Otro sector de la historiografía moderna (como Seco Serrano, Bullón de Mendoza, La Parra o Rúspoli) no reconoce como verosímil la aventura de la reina con Godoy: María Luisa de Parma, además de una vida privada casi inexistente, en su condición de reina, tuvo trece embarazos y once abortos, dando a luz a catorce hijos, siete de los cuales murieron. Confirman estos autores que el rápido ascenso de Godoy fue impulsado por las repercusiones que la Revolución francesa y su giro cada vez más radical tuvieron en la Península. Ante los acontecimientos que obligaron a renunciar al trono a Luis XVI, el ministro Floridablanca adoptó una actitud vacilante, sin atreverse a intervenir, al tiempo que intentaba mantener a salvo el país de la ideología revolucionaria (1789-1791). Fracasada esta política, Aranda tomó el poder, pero no supo mejorar la delicada situación de la monarquía de Carlos IV, ni la del rey de Francia, país en el cual ya se había proclamado una república. Ante estos acontecimientos, el rey llamó a gobernar a Godoy, un hombre libre de las influencias y relaciones con Floridablanca o con el partido aragonés de Aranda. Debía todo lo que era y lo que tenía a los reyes, y por eso les fue leal únicamente a ellos.
Algunas reformas emprendidas por Godoy tienen como fin limitar o controlar el poder de la Alta Nobleza. Carlos IV elevó hasta la más alta nobleza (grande de España de primera clase, duque y príncipe, esposo de una prima del rey) a Godoy con el fin de autorizarlo ante la nobleza e inmunizarlo contra los argumentos en su contra dimanantes de su origen humilde. Haciéndolo poderoso, tendría autoridad frente a los poderosos.

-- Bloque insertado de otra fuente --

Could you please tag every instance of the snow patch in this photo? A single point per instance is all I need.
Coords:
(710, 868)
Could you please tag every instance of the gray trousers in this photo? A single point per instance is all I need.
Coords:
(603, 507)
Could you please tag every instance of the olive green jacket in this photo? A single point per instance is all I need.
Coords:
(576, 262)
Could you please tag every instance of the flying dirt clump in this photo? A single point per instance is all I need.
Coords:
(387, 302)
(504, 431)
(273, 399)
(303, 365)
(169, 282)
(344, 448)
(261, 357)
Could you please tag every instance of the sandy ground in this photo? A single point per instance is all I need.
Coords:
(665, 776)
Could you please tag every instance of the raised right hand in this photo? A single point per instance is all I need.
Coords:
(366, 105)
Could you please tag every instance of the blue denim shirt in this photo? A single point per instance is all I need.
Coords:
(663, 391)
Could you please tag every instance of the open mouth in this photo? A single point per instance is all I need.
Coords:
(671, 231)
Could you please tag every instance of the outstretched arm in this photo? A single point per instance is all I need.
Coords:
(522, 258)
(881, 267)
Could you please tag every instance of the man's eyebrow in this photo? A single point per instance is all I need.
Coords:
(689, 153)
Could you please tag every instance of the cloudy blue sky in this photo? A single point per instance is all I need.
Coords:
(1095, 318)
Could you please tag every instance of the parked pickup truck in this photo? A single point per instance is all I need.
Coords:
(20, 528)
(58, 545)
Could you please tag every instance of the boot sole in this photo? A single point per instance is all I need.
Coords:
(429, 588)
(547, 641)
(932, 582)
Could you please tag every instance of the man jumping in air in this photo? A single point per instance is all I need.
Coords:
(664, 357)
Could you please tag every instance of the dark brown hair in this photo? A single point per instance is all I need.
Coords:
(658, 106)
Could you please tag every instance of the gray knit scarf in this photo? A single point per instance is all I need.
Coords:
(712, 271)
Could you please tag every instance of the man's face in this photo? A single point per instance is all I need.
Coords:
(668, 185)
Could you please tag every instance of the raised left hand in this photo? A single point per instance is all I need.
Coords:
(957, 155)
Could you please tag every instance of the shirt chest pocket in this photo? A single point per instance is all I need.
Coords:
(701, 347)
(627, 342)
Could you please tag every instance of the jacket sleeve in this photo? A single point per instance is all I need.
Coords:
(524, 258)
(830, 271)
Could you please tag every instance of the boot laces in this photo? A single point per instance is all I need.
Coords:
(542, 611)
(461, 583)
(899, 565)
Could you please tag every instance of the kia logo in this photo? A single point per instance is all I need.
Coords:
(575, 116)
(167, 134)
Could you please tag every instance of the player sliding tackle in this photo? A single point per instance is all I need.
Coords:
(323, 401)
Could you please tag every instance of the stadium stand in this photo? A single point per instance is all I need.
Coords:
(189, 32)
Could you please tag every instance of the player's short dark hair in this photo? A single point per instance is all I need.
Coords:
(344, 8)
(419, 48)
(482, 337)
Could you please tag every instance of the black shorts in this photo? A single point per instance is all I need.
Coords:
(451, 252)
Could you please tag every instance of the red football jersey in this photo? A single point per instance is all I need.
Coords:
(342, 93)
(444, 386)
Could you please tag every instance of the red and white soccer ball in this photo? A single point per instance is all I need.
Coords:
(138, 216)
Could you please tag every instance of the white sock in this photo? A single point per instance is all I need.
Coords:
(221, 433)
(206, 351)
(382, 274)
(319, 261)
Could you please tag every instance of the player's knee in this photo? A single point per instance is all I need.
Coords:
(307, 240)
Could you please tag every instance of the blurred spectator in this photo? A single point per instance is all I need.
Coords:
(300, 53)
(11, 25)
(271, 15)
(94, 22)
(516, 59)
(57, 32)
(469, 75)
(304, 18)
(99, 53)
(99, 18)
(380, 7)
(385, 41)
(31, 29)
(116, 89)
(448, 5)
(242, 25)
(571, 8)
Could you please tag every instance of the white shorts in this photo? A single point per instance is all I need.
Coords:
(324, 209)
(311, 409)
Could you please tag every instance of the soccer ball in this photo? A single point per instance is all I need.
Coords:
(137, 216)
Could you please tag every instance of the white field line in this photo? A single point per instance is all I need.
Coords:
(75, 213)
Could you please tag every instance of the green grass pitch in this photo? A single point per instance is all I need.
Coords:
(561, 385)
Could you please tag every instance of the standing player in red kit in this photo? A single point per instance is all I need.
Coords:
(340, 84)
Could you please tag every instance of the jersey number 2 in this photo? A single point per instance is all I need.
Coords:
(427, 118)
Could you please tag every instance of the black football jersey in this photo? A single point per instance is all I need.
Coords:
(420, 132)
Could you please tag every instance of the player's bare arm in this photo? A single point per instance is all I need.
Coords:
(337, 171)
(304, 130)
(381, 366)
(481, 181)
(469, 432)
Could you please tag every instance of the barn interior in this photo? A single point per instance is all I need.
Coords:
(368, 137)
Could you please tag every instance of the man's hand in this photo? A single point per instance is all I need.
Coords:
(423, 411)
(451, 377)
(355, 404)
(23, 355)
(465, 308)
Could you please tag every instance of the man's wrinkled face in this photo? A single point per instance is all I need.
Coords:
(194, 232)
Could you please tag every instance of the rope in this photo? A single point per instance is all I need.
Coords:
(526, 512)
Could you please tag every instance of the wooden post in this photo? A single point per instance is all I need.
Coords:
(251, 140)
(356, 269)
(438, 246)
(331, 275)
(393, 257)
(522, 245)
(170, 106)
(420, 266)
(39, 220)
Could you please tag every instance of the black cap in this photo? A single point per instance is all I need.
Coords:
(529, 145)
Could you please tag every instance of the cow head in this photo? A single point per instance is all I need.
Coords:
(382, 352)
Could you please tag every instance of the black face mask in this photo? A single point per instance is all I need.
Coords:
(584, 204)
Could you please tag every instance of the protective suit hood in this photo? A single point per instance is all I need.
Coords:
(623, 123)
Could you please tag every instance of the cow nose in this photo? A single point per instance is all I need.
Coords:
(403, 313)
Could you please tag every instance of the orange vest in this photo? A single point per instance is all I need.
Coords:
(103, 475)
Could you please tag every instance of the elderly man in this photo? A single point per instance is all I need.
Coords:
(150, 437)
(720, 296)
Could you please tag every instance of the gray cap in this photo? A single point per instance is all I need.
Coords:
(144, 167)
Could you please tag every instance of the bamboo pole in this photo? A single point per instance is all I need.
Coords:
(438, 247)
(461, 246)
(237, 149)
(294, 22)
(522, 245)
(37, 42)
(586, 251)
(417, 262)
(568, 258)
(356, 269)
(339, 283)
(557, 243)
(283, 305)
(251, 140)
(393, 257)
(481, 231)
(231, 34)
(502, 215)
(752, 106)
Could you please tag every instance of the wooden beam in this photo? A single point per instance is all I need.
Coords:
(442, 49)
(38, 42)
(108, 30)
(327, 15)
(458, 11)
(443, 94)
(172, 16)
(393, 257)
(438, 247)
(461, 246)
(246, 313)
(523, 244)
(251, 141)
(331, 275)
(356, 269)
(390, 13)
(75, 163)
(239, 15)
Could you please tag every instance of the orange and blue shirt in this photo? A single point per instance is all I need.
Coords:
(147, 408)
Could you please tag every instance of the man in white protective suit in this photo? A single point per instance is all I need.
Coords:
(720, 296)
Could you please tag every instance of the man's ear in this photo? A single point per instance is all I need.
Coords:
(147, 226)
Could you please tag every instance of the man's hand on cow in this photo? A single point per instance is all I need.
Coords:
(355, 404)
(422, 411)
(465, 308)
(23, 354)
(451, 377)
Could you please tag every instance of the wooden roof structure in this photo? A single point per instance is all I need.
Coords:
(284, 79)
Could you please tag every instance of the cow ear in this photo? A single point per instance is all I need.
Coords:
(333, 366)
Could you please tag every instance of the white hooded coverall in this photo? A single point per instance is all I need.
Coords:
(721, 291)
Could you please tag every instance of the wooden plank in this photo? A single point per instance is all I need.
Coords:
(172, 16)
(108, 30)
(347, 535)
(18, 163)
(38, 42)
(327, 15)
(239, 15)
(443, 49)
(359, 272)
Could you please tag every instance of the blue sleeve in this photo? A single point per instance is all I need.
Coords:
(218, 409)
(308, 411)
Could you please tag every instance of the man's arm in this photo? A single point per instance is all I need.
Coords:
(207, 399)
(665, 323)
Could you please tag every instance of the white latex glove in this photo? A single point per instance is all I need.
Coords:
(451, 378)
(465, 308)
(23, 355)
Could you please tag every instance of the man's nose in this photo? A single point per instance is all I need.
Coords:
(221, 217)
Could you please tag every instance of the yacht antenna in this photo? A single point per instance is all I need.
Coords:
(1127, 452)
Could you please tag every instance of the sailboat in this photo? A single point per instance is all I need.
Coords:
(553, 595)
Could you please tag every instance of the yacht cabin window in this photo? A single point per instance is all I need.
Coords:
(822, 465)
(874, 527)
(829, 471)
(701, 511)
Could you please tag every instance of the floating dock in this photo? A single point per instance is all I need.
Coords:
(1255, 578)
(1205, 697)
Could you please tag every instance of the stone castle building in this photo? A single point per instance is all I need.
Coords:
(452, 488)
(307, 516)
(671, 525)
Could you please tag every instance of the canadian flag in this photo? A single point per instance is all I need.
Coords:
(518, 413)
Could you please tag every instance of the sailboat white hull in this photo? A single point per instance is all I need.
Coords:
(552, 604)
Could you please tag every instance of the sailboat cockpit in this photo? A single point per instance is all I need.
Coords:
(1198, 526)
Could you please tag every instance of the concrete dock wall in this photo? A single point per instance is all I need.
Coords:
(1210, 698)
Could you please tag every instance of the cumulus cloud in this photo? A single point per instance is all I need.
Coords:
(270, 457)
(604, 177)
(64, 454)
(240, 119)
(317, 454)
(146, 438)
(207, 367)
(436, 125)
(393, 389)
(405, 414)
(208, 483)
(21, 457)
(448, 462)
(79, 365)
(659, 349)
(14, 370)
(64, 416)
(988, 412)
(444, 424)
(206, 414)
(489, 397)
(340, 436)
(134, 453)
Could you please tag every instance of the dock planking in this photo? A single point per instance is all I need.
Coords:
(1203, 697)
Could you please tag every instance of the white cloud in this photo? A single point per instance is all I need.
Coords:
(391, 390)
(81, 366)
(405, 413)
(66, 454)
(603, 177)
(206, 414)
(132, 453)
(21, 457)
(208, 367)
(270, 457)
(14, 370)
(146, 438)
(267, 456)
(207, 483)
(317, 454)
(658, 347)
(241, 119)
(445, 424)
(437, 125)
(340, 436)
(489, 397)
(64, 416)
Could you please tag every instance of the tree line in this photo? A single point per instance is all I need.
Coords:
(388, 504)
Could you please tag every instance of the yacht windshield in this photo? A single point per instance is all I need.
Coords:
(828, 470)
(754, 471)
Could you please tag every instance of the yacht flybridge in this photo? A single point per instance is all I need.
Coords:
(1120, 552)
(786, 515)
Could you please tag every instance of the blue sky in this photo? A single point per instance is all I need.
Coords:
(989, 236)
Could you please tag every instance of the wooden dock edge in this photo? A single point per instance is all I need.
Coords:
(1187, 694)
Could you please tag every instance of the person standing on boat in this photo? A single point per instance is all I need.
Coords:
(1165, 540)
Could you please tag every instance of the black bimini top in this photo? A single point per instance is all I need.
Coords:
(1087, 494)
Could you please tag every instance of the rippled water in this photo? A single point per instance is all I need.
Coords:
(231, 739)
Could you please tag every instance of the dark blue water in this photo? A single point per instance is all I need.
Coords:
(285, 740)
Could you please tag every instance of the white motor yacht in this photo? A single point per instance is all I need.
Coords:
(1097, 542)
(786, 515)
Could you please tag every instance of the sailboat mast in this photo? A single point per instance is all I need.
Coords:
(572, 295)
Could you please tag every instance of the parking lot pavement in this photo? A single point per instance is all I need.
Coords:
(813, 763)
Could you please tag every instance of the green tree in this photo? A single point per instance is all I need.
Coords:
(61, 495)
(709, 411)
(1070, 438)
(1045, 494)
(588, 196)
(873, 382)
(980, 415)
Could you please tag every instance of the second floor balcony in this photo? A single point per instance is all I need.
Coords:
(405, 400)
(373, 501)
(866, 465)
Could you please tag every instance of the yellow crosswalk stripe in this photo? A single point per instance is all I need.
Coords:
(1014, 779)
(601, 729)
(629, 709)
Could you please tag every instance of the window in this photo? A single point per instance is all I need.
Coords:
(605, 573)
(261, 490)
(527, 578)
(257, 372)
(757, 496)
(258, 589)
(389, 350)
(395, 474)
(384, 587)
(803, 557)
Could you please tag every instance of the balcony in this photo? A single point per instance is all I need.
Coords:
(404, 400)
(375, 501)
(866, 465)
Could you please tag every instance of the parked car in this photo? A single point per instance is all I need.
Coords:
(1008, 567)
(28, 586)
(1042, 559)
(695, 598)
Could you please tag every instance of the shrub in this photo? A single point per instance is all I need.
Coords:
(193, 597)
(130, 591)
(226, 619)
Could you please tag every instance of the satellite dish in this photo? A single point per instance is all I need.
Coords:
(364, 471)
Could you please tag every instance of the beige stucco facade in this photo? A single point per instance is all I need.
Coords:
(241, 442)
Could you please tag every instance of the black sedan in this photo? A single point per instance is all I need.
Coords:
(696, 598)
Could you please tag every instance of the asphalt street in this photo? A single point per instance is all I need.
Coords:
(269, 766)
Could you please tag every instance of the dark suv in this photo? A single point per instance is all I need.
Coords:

En sus Memorias, el favorito protesta contra los que atribuyeron al galanteo y a las tonadas las preferencias de los reyes: «En mi vida entendí de guitarra, ni de cantar, ni podía acudir a esas habilidades, que no tenía, para sostenerme en la corte. Yo diré pocas cosas sobre esto, y observaré el decoro que requiere su memoria, como conviene entre españoles».
Sin embargo, la repugnancia de los españoles por el advenedizo fue grande: así lo testimonia el abate Muriel según el sentir general de la época; no por la juventud de Godoy, pues un joven podía gobernar bien, y en Inglaterra tenían el ejemplo de Pitt, sino por la forma en que había llegado al cargo. Por su parte, Carles, miembro de la embajada francesa en Madrid y de cuya imparcialidad cabe dudar, explica que el rápido ascenso de aquel «aventurero» era causa de murmuración de todas las clases sociales y que la falta de modestia de la «reina lasciva», quien enriquecía a su favorito a expensas del tesoro público, escandalizaba a todos. En 1908, Juan Pérez de Guzmán intentaba por primera vez la vindicación de la desprestigiada María Luisa. El marqués de Villaurrutia, muy gustoso de los chismes y autor de Palique Diplomático, zahiere de nuevo a la soberana en su obra de la década de 1920 La reina María Luisa, esposa de Carlos IV. El mexicano Carlos Pereyra, en su edición de las Cartas confidenciales de la reina María Luisa y de don Manuel Godoy, en la década de 1940, consideró calumnioso todo lo referente a la ilustre dama y lo sometió a aguda crítica.